Wisconsin-Wannabe Bratwurst  

5 lbs. well-fatted pork shoulder/butt 
3 Tbsp. kosher salt 
1 Tbsp. sugar 
2 tsp. freshly ground black pepper 
1 1/2 tsp. freshly grated nutmeg 
1/2 tsp. toasted and freshly ground coriander 
1/4 tsp. ground celery seed 
1/8 tsp. ground marjoram 
1 1/2 tsp. ground ginger 

I use a fairly course grind, grinding just half the meat a second time with the same plate. 
I replace part of the salt with Tiparos Thai fish sauce in all of my fresh sausage recipes.
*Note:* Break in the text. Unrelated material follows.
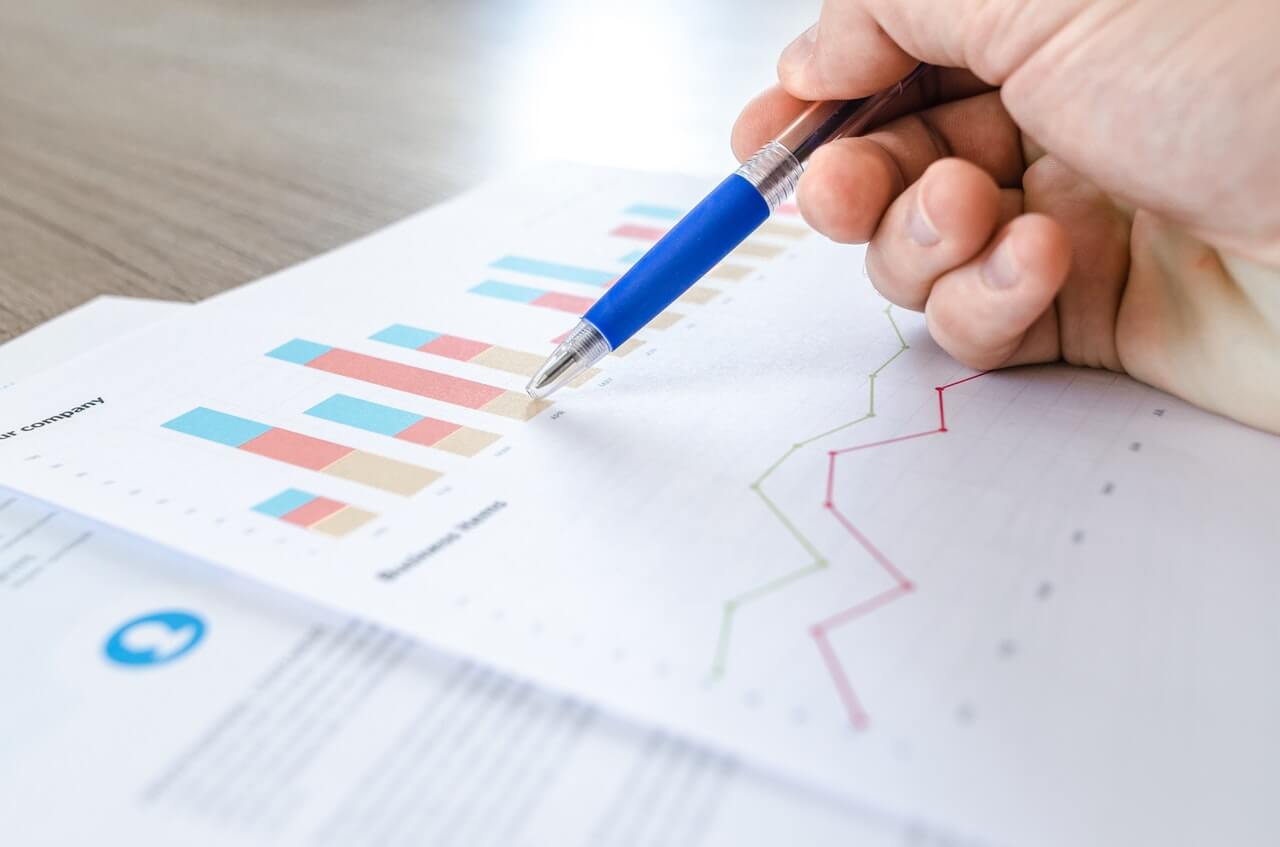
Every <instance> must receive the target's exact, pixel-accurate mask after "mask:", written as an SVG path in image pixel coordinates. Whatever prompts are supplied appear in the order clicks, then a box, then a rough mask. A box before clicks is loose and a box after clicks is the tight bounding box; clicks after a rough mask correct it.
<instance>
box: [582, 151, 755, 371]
mask: <svg viewBox="0 0 1280 847" xmlns="http://www.w3.org/2000/svg"><path fill="white" fill-rule="evenodd" d="M768 216H769V205H768V203H767V202H765V201H764V197H762V196H760V192H759V191H756V189H755V186H753V184H751V183H749V182H748V180H746V179H744V178H742V177H740V175H737V174H733V175H732V177H730V178H728V179H726V180H724V182H722V183H721V184H719V186H717V187H716V189H714V191H713V192H712V193H709V194H707V197H704V198H703V202H700V203H698V205H696V206H694V209H692V210H691V211H690V212H689V214H687V215H685V216H684V218H682V219H681V220H680V223H677V224H676V225H675V226H672V228H671V230H669V232H668V233H667V234H666V235H663V237H662V241H659V242H658V243H657V244H654V246H653V249H650V251H649V252H648V253H645V255H644V256H643V257H640V261H637V262H636V264H635V265H632V266H631V270H628V271H627V273H626V274H623V275H622V279H620V280H618V281H617V283H614V285H613V288H611V289H609V290H608V292H607V293H605V294H604V297H602V298H600V299H599V301H596V303H595V305H594V306H593V307H591V308H590V310H589V311H588V312H586V315H584V317H585V319H586V320H588V321H590V322H591V324H593V325H594V326H595V329H598V330H600V334H602V335H604V338H605V339H608V342H609V347H612V348H614V349H617V347H618V345H620V344H622V343H623V342H625V340H627V339H628V338H631V336H632V335H635V334H636V331H637V330H639V329H640V328H641V326H644V325H645V324H648V322H649V321H650V320H653V319H654V316H655V315H658V312H660V311H662V310H664V308H667V307H668V306H671V303H672V302H675V299H676V298H677V297H680V296H681V294H684V293H685V292H686V290H687V289H689V287H690V285H692V284H694V283H696V281H698V280H699V279H701V278H703V276H705V275H707V273H708V271H709V270H710V269H712V267H714V266H716V265H717V264H718V262H719V261H721V260H722V258H724V256H727V255H728V252H730V251H731V249H733V248H735V247H737V246H739V244H741V243H742V241H744V239H745V238H746V237H748V235H750V234H751V233H754V232H755V230H756V228H758V226H759V225H760V224H763V223H764V221H765V219H767V218H768Z"/></svg>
It adds "what's that?" umami savoriness. 
I gently steam  the sausages on low heat (165-170 F) until safe temperature is reached.


----------



## jrod62 (Jan 4, 2012)

another good recipe for my "evernote" file.
thanks


----------



## chefrob (Jan 4, 2012)

i've been happy with the LEM fresh brat mix.........i just sub beer for water when mixing.


----------



## jim45 (Jan 10, 2012)

I don't know what a Wisconson style flavor profile is. The closest I have come to a Johnsonville flavor profile is a recipe I found several years ago. It is called a Sheboygan Brat. You might do a word search for it. It at least is a jumping off place to develop the taste you want.


----------



## sausageboy (Jan 10, 2012)

Jim45 said:


> I don't know what a Wisconson style flavor profile is. The closest I have come to a Johnsonville flavor profile is a recipe I found several years ago. It is called a Sheboygan Brat. You might do a word search for it. It at least is a jumping off place to develop the taste you want.


What's the recipe?

The inspiration for the above recipe came from an old German butcher in Sheboygan.

The recipe was reduced to a 5# batch (the original recipe was for 150#) and spice amounts were tweaked slightly.


----------



## venture (Jan 10, 2012)

This site has a Jonsonville "clone".  Just look under Wisconsin Style Brats.

http://lpoli.50webs.com/Sausage recipes.htm

Also, there are many premixes out there if you don't want to make them from scratch.  Think "Wisconsin Style Brats" or "Sheboygan Style Brat".

A little sweet for me, but they are wildly popular in certain parts of the country.

Good luck and good smoking.


----------